The Bangladesh Bank (BB) statistics revealed the grim figure on Sunday, showing that private sector credit has come down to 13.65 per cent in September, from 14.26 per cent in August and almost half that of the same month last year.

Banks lent private companies, flat buyers, consumers, farmers and traders BDT 272.492 billion in September 2009, down from BDT 418.662 billion in the same month last year, the BB data showed.

Officials said the rate was the lowest since the second part of the 2007-8 fiscal year when industrial production started to rise from the downturn caused by the takeover of the army-backed caretaker government in early 2007.

“We thought credit flow would grow in September as August figures have showed first increase in ten months. But the opposite has happened,” a senior BB official said.

He blamed the global recession and a nationwide acute crisis of gas and electricity for the fall.   

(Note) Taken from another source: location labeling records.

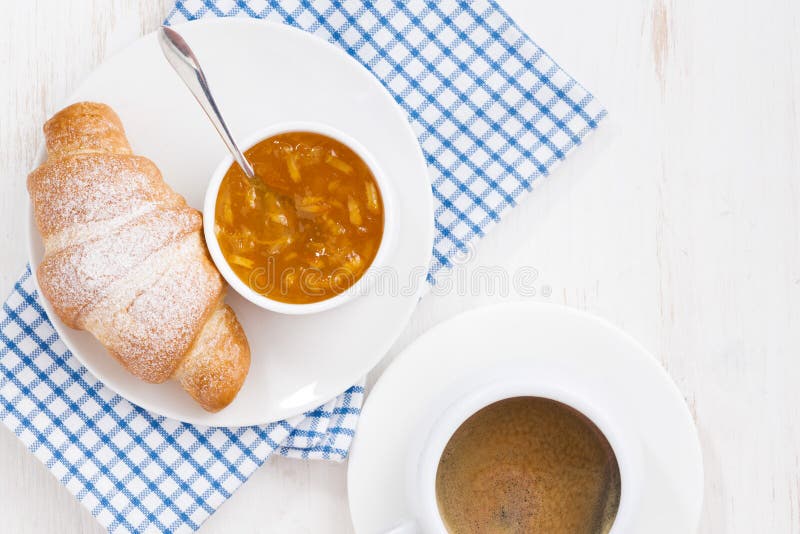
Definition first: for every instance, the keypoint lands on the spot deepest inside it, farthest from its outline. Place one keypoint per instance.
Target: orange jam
(308, 227)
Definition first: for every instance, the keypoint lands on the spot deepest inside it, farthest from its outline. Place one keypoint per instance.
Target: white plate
(263, 73)
(624, 377)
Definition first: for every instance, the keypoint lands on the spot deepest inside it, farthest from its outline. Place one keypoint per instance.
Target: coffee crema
(528, 465)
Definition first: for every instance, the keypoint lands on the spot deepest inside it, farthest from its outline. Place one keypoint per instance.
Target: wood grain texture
(678, 221)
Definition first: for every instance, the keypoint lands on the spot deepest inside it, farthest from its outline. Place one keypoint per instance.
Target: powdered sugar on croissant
(125, 260)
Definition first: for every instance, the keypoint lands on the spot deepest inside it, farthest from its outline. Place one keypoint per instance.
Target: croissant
(124, 259)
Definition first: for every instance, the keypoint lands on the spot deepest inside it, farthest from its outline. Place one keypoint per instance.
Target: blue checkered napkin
(136, 471)
(492, 112)
(491, 109)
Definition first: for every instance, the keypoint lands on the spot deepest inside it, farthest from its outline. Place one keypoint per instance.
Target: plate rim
(32, 233)
(569, 313)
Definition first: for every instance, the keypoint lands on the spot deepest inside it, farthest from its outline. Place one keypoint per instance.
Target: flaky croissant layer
(125, 260)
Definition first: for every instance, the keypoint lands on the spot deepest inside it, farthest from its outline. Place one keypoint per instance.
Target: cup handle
(406, 527)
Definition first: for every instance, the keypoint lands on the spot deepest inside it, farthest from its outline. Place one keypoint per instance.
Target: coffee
(528, 465)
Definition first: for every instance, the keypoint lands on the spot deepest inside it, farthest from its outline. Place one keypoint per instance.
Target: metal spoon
(185, 63)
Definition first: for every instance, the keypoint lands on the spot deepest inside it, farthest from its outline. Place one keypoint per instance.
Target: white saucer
(264, 73)
(550, 340)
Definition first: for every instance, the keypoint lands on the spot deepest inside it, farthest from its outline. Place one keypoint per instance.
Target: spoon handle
(183, 60)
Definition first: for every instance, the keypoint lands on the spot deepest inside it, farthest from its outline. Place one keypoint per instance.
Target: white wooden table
(678, 221)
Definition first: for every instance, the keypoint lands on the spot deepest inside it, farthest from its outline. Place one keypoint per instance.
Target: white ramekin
(363, 284)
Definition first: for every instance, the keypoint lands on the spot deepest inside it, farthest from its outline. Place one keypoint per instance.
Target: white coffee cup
(469, 396)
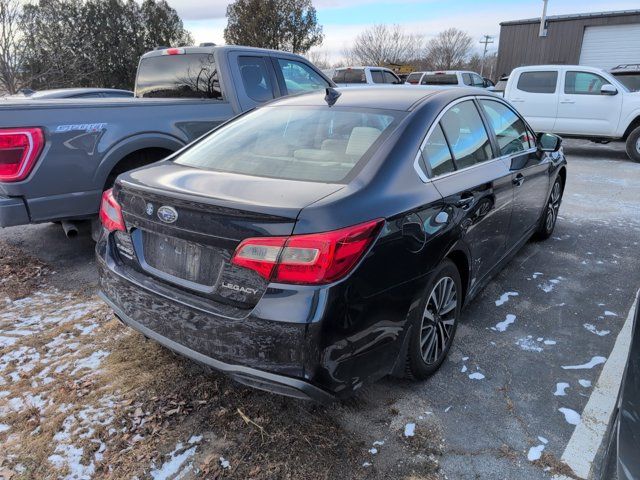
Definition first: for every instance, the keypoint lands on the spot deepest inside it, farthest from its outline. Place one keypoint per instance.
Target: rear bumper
(13, 211)
(252, 377)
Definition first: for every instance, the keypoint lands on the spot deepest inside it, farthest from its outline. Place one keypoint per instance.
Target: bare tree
(384, 45)
(449, 49)
(11, 46)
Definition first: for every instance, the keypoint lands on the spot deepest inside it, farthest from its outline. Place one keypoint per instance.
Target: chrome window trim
(416, 163)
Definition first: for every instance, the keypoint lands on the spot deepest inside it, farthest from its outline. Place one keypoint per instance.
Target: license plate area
(185, 263)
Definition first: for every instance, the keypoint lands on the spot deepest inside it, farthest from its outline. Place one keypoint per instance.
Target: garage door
(610, 45)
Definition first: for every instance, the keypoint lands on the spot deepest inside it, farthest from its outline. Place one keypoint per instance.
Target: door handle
(465, 201)
(518, 180)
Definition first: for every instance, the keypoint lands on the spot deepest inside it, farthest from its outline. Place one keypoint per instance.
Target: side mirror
(548, 142)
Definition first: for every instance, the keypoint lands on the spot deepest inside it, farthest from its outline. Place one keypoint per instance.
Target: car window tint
(511, 132)
(538, 82)
(583, 83)
(299, 77)
(436, 153)
(376, 76)
(255, 78)
(466, 134)
(390, 77)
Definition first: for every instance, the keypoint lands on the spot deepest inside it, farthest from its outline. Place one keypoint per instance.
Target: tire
(432, 334)
(550, 215)
(633, 145)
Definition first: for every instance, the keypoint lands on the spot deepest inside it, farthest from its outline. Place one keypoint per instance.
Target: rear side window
(350, 75)
(511, 132)
(376, 76)
(256, 78)
(466, 134)
(299, 77)
(538, 82)
(179, 76)
(440, 79)
(294, 143)
(583, 83)
(414, 78)
(436, 153)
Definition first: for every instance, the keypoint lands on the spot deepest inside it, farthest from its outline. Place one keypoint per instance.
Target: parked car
(624, 441)
(350, 76)
(72, 93)
(628, 75)
(324, 241)
(56, 158)
(577, 101)
(449, 78)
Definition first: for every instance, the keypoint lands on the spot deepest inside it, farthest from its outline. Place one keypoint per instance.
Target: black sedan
(324, 241)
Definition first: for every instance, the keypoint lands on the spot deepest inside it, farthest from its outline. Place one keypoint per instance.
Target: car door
(535, 95)
(582, 109)
(529, 171)
(256, 77)
(475, 185)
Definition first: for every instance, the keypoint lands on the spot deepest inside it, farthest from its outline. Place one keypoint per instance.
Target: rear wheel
(550, 215)
(633, 145)
(434, 331)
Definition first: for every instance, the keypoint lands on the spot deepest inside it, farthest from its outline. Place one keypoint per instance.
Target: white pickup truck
(577, 101)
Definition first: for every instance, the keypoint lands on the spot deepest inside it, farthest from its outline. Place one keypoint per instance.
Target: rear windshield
(629, 80)
(351, 75)
(179, 76)
(440, 79)
(315, 144)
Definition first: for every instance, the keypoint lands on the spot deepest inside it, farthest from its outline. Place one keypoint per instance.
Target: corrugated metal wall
(520, 44)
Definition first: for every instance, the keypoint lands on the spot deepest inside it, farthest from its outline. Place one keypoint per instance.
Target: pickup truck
(58, 156)
(577, 101)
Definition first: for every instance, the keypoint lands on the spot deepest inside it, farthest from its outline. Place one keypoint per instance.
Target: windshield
(629, 80)
(179, 76)
(295, 143)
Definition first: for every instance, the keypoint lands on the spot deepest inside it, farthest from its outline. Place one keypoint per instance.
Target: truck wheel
(633, 145)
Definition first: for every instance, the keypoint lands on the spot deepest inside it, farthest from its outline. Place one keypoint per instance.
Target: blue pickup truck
(58, 156)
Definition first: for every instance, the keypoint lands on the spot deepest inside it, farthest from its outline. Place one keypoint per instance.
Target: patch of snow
(561, 388)
(585, 366)
(571, 416)
(502, 326)
(504, 298)
(410, 429)
(593, 329)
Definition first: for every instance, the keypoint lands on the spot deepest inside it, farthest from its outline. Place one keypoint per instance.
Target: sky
(343, 20)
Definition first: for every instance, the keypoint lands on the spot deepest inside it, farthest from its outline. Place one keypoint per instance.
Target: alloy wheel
(438, 320)
(553, 206)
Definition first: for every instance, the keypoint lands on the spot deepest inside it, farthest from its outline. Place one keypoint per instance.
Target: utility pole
(488, 39)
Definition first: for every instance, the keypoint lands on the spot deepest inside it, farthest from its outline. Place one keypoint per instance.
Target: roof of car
(390, 97)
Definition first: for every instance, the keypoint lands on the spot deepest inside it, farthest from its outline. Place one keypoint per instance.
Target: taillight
(312, 259)
(19, 150)
(111, 213)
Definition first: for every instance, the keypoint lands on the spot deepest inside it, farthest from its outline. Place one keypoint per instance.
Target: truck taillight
(312, 259)
(111, 213)
(19, 151)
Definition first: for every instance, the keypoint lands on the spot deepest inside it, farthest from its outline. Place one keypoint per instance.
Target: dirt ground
(82, 396)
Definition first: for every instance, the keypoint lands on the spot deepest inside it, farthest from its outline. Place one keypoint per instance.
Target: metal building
(603, 40)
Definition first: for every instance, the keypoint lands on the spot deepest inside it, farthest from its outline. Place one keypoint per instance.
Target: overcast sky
(343, 20)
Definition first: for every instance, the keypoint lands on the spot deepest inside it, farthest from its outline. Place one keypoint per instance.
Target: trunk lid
(184, 224)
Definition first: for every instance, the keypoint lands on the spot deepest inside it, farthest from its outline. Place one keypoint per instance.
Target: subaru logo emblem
(167, 214)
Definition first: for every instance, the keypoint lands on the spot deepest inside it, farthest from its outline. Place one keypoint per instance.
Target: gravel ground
(81, 396)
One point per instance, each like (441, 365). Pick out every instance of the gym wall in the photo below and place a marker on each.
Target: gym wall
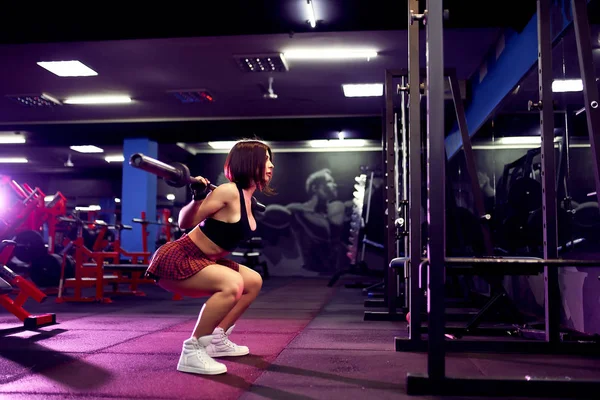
(579, 288)
(298, 239)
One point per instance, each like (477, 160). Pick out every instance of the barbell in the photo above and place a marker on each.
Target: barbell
(175, 174)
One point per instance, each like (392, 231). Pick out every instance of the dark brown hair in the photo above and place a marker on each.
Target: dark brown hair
(245, 164)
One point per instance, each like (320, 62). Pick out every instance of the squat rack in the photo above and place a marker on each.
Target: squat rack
(435, 381)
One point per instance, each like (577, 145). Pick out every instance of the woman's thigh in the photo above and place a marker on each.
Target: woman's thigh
(252, 279)
(211, 279)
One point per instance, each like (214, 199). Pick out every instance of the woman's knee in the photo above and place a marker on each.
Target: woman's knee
(233, 287)
(252, 281)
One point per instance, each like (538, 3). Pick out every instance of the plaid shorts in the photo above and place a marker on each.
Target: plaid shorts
(180, 259)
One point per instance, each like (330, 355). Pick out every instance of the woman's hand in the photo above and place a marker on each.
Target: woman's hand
(200, 187)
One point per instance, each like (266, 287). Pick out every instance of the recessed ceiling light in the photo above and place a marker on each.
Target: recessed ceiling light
(338, 143)
(13, 160)
(67, 68)
(87, 149)
(98, 100)
(567, 85)
(363, 90)
(329, 54)
(114, 158)
(12, 138)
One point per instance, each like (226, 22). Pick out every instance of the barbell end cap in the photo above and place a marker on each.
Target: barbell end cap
(135, 159)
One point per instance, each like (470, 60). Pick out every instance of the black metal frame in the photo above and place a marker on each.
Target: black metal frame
(435, 380)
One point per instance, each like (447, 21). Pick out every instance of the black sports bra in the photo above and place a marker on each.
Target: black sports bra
(228, 235)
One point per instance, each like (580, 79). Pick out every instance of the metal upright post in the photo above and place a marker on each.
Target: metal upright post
(390, 185)
(590, 89)
(436, 160)
(414, 201)
(550, 232)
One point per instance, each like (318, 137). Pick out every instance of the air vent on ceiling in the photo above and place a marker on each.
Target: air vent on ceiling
(193, 96)
(262, 62)
(35, 100)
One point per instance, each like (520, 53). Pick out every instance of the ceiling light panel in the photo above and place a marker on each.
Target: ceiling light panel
(35, 100)
(114, 99)
(87, 149)
(262, 62)
(69, 68)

The country’s exports have declined more than 28 per cent in September and more than 11 per cent in the first quarter, the worst performance since 2001-2002, as recession-hit western retailers cut orders for apparel items from Bangladesh.

“The entrepreneurs are cautious in investing in new facilities or expanding their existing units against the backdrop of global meltdown. As a result, there is fewer demand for project loans,” he said.

 “New entrepreneurs are also not interested to set up industrial plants due to shortage of gas and electricity,” Managing Director and Chief Executive Officer of Agrani Bank Limited Syed Abu Naser Bukhtear Ahmed told BBN in Dhaka.

Mr. Bukhtear said credit flow to private sector would grow gradually as soon as the government can ensure better supply of gas and electricity.

Credit flow to the private sector has been declining since October 2008 because of a ‘go-slow’ policy adopted by the businessmen to avoid any financial risk in the face of global recession, central bank officials said.

The growth came down to 24.72 per cent in October 2008 from a record high of 26.55 per cent in the previous month, they said.

Bukhtear and BB officials have said that private credit would pick up sharply if the government could fast-track projects under the newly-launched public private partnership (PPP) investment initiative.

“There is no big push for investment in private sector due to lack of big government projects. If the government can launch PPP projects quickly, it would create big demand for credit from the private sector,” another BB official said.